Weve talked about things we treasure this morning, things which we value, things that are important in our lives and in many cases have become symbols for what we value most.
And we heard a story from the Bible about a man who had a lot of worldly treasure, a lot of money, and found it difficult to part with it.
Now Id like to share one of my treasures with you, a memory of an event that Ive come to understand as one of the most important experiences in my life and that of my family and that I feel has some bearing on the story of the rich man.
In the winter of 1995 when we lived in the central part of the Netherlands in the heart of the Rhine Delta the water in the two big rivers that flowed on either side of the village where we occupied the manse rose to an unusually high level. We knew that some of the dikes werent as strong and well maintained as they should have been, but nobody expected anything dramatic to happen. I can still remember the unbelief with which I listened when a radio broadcast at two oclock on a Thursday afternoon told us everybody would have to leave the area before 8 oclock that night because it was not deemed safe to stay.
In just a couple of hours we and 400.000 others, had to move, leave most of our possessions behind not knowing if it would be safe or if we would, in the next couple of hours or days lose it all. We did not know how long we would be gone, we did not know where to go.
What happened next was extraordinary. On the one hand a very strong instinct at self-preservation took over. Later I was, and others with me, shocked by the primitive force of that feeling: to save your own skin and the skin of your family first.

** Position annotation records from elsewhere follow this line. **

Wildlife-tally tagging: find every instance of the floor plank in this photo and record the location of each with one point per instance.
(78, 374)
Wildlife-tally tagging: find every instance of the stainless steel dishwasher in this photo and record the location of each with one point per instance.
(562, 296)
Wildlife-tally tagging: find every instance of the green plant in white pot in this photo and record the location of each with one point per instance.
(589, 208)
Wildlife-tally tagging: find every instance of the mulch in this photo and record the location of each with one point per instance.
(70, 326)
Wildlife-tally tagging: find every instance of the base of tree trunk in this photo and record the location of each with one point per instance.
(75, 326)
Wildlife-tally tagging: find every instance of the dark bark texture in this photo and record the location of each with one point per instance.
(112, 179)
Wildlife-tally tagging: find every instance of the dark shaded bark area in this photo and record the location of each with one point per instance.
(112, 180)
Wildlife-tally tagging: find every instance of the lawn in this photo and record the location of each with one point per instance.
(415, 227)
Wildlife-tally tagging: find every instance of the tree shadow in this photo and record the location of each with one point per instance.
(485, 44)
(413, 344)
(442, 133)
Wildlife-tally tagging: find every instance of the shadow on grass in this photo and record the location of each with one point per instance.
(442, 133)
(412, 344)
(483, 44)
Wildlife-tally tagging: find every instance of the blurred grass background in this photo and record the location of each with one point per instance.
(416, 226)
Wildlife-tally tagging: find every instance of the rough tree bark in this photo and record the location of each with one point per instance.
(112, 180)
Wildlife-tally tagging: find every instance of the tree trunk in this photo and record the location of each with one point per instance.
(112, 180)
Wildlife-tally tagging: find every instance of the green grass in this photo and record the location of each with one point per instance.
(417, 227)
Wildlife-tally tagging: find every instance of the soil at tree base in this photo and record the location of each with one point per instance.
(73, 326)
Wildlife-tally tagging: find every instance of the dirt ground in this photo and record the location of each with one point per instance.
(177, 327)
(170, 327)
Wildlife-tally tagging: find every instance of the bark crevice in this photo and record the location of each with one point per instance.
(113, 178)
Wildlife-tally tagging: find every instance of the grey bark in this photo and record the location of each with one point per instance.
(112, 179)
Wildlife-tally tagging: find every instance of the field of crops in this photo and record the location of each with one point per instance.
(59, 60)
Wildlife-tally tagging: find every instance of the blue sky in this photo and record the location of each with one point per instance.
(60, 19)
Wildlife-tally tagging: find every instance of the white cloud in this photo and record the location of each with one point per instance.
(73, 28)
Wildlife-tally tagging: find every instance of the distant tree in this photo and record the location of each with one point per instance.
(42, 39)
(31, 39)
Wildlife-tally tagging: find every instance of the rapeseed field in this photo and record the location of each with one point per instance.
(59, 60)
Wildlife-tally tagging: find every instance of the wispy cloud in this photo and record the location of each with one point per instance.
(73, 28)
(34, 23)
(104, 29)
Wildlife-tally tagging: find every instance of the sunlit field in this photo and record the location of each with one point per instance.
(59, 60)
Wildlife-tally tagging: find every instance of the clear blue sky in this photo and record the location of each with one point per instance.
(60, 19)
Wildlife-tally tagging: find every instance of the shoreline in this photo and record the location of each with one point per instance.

But after that there was the cool assessment of what was absolutely necessary to take and what would fit in the car. Farmers who had to move their livestock as well apparently never got to that stage and often left with only the clothes on their backs.
We all had to let go of what most of us would have, a couple of hours before hand, considered things of great value. And most of us discovered in those few hours and in the week that followed them that in the end there are only a very few things that are really important.
People helped each other. Farmers from all over the country came in during the night with their trucks to take out the cattle. My assistant minister arrived within the hour from her home outside the area to take over the pastoral care for the people in the old peoples home urging me to leave with my family. People for an unspecified length of time took people in they hardly knew. And so on .
In the end nothing happened. Or rather, a lot happened to all of us, but we were able to talk comfortably about it on the Sunday 10 days after it all started, with our homes still dry and all our belongings still intact. But for a couple of days we had all felt what it was like to lose everything. What it was like to let go of all our earthly belongings.
The story of the rich man always reminds me of that experience. He comes to Jesus and asks what he can do to gain eternal life. What he can do to gain a life that would be really worth living that means.
He is rich and has always followed all the rules. Paid off his mortgage I assume, taken out a good life insurance and paid all the premiums, has all eventualities covered, given to charity, his whole life nicely organized. Done what most of us do really. But left with a feeling that something is lacking, that there is something not quite right.
What can he do?
Jesus looks at him and knows what is lacking him: Let go, he says, let everything that provides you with certainty go. Give it away and it will be easy to enter the Kingdom of heaven.
The man then turns away, sadly, because there was a lot that prevented him from doing just that.
After the flood people told me they never felt quite the same again. And how that experience had made them realise in a very profound way that money and worldly goods are not anywhere near the top of the list of things that are really important in life.
Most of us were moved, amazed and filled with gratefulness by what had happened when people started sharing generously from what they had. In a lot of cases throwing caution to the wind, some of them taking considerable financial and personal risk to help others. To discover that both parties gained by it, the helpers as well as the helped.
Perhaps if something like that would have happened to the rich man he would have understood what Jesus meant. How letting go and sharing can actually improve your life, and that of others beyond measure.
In the text it says Jesus loved this man, from the very first moment he lays eyes on him. Even with all his riches. And he still loved him when hed turned away. In Jesus place we would find that difficult if not impossible to do. To still love someone that would turn their back on us.
But for God it is not. He keeps punching our safety bags with words that work like really sharp swords (or pencils). Words that try to startle us into action: Go, give everything to the poor and follow me. Go, get your priorities straight, share and miracles will happen. Go, let not what you treasure control you, but let love and the readiness to share control your treasuring.